Claudea elegans J.V.Lamour.

Scientific Description

Habit and structure. Thallus rose-red to grey-red, (10–)20–40 cm high, with several axes usually basally branched and becoming 2–3 mm thick basally. Axes with upper net-like fronds usually 5–15 cm long and 1–3 cm broad, tapering apically, unilaterally placed on narrow "mid-ribs" with membranous wings opposite the nets and rectangular interstices; apices of fronds usually curved abaxially, with frond margins dentate due to the apices of second-order filaments; axes becoming thickened and denuded below. Holdfast discoid, formed of spreading rhizoids, becoming pseudoparenchymatous; epilithic or on shells. Structure. Apical cells of blades dome-shaped, segmenting after 4–7 cells to form first 2 lateral pericentral cells, followed by lower (abaxial) and upper (adaxial) transverse pericentral cells. The lateral pericentral cells cut off 2 flanking cells, the upper (anterior) one forming a second-order row with most of the inner cells forming third-order rows; the lower (posterior) flanking cell develops as an unbranched third-order row also. Short fourth-order rows may develop from cells near the margin, and all rows reach the thallus margin. The wings developed from the lateral pericentral cells become 1–2 mm and many cells broad on the primary axes. The upper (adaxial) transverse pericentral cells produce secondary blades from successive segments, branched as above but smaller, lying in a plane at right angles to the parent blade, 80–120 µm and 6–10 cells broad.

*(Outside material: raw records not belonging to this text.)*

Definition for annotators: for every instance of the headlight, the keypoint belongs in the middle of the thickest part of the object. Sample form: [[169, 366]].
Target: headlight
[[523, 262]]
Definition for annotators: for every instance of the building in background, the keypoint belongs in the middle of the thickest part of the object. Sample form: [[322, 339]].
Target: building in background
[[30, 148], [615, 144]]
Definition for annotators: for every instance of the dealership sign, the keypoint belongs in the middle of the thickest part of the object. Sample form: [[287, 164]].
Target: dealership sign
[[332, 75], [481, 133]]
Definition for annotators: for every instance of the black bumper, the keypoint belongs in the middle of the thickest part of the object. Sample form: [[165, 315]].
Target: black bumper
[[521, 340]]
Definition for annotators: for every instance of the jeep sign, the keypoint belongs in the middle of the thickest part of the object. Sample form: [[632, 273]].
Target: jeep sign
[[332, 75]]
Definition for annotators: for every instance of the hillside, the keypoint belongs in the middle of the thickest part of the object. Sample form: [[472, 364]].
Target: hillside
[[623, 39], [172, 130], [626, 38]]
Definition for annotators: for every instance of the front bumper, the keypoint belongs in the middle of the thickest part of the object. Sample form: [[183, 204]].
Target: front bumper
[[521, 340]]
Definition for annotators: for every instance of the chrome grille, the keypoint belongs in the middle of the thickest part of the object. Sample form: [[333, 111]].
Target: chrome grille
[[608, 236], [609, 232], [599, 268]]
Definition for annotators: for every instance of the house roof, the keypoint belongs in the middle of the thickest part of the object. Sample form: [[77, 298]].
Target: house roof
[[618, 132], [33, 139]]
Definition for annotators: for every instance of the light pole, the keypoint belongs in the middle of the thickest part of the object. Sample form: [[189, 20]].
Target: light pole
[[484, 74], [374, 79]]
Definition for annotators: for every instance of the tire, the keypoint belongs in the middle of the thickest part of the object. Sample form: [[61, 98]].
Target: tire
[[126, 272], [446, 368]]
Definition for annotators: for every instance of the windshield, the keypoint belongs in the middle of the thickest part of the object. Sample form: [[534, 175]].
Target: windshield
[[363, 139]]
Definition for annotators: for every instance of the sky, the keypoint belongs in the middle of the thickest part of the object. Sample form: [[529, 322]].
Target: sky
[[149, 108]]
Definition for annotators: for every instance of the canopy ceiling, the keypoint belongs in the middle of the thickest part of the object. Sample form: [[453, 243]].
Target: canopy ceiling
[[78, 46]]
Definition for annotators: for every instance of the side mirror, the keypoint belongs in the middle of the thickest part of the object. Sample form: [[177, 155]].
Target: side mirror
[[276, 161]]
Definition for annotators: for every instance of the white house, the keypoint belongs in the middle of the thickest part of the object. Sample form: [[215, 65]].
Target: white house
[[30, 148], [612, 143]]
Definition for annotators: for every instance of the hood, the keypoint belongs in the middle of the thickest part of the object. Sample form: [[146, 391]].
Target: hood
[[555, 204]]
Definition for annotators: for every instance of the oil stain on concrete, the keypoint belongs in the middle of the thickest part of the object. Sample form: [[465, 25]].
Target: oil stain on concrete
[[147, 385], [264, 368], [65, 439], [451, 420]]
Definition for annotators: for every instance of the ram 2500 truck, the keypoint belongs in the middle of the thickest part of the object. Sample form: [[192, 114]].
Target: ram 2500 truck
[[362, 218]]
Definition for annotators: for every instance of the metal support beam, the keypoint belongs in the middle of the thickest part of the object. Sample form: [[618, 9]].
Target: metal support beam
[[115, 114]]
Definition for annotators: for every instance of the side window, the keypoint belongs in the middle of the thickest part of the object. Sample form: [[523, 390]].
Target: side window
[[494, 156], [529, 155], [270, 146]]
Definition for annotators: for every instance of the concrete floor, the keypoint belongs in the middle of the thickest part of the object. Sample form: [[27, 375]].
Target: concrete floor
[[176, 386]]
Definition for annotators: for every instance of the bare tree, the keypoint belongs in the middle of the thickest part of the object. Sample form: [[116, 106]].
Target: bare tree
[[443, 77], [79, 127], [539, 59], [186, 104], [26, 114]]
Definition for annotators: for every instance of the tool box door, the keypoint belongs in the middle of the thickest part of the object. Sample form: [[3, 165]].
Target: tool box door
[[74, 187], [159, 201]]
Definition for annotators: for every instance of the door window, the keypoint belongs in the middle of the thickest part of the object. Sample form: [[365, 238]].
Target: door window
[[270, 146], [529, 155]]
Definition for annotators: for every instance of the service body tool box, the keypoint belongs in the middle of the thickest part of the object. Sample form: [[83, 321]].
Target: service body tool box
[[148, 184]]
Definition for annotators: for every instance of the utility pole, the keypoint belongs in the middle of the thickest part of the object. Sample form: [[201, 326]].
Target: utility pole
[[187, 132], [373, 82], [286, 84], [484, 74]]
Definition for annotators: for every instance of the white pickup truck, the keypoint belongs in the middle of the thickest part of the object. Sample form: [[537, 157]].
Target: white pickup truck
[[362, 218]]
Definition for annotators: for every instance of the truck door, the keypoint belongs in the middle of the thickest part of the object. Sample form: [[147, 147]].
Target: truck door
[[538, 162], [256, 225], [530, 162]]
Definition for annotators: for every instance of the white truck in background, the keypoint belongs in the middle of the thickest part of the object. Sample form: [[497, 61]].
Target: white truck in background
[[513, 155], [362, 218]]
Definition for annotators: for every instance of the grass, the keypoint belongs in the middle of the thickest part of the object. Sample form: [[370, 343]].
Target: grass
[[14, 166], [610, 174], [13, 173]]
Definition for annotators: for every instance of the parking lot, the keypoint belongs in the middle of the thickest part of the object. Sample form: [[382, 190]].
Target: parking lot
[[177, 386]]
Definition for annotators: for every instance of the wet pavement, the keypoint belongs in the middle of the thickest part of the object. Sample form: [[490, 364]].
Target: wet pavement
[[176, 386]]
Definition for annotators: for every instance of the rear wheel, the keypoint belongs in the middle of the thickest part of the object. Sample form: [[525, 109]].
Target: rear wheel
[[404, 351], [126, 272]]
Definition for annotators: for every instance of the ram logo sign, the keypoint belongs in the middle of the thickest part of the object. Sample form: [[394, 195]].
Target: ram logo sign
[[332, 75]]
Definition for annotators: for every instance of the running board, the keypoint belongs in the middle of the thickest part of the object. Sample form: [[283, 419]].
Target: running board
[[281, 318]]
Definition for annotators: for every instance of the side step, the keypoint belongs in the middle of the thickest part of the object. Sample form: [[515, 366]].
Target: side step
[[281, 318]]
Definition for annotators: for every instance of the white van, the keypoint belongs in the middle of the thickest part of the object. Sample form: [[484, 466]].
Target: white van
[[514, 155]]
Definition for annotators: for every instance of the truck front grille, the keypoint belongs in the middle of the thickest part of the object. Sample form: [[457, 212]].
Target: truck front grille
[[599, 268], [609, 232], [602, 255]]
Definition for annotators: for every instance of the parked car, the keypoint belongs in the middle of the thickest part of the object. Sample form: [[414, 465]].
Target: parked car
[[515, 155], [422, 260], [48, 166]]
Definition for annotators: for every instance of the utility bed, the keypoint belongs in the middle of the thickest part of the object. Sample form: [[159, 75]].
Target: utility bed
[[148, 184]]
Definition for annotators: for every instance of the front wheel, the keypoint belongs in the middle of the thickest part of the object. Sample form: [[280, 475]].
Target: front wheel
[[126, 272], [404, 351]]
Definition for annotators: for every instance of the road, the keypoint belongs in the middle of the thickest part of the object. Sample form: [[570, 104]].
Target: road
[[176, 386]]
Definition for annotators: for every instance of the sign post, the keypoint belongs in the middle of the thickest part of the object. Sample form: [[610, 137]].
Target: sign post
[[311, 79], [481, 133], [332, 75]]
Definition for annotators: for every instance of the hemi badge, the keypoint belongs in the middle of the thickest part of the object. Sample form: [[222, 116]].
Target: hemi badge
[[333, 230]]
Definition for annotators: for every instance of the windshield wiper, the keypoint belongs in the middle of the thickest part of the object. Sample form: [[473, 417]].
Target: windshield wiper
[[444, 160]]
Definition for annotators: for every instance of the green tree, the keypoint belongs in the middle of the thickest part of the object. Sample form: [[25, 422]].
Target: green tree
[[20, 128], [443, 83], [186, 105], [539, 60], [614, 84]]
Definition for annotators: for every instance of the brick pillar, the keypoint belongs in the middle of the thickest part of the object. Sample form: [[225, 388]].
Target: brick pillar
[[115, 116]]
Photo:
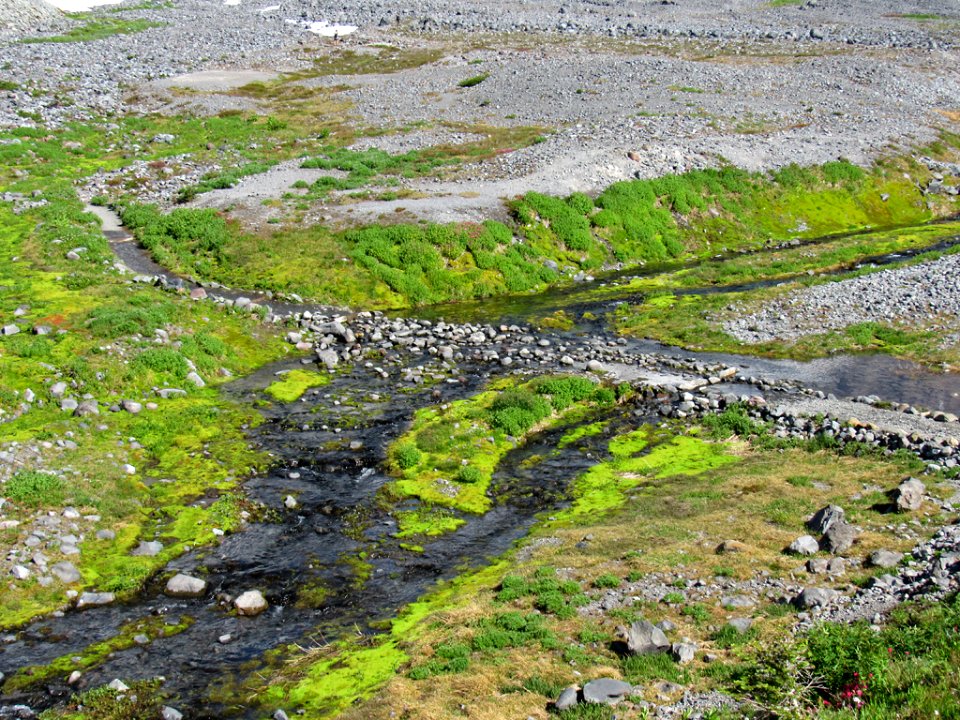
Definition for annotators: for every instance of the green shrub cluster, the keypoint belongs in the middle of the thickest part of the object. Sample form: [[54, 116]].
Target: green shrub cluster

These secondary blades produce filaments (4–)6–10 cells long from the upper transverse pericentral cells which extend to and unite with the lower (abaxial) transverse pericentral cells of the secondary blade above them. As the frond expands, these filaments develop into tertiary blades (with their apical cell adherent above) which repeat the blade development. Apices of the secondary blades project as the dentations on the frond margins. Cortication of the midrib and lateral cells of primary blades commences some distance below the apices and becomes relatively thick below as the wings and blades are lost from older parts. Cells mostly multinucleate; rhodoplasts discoid.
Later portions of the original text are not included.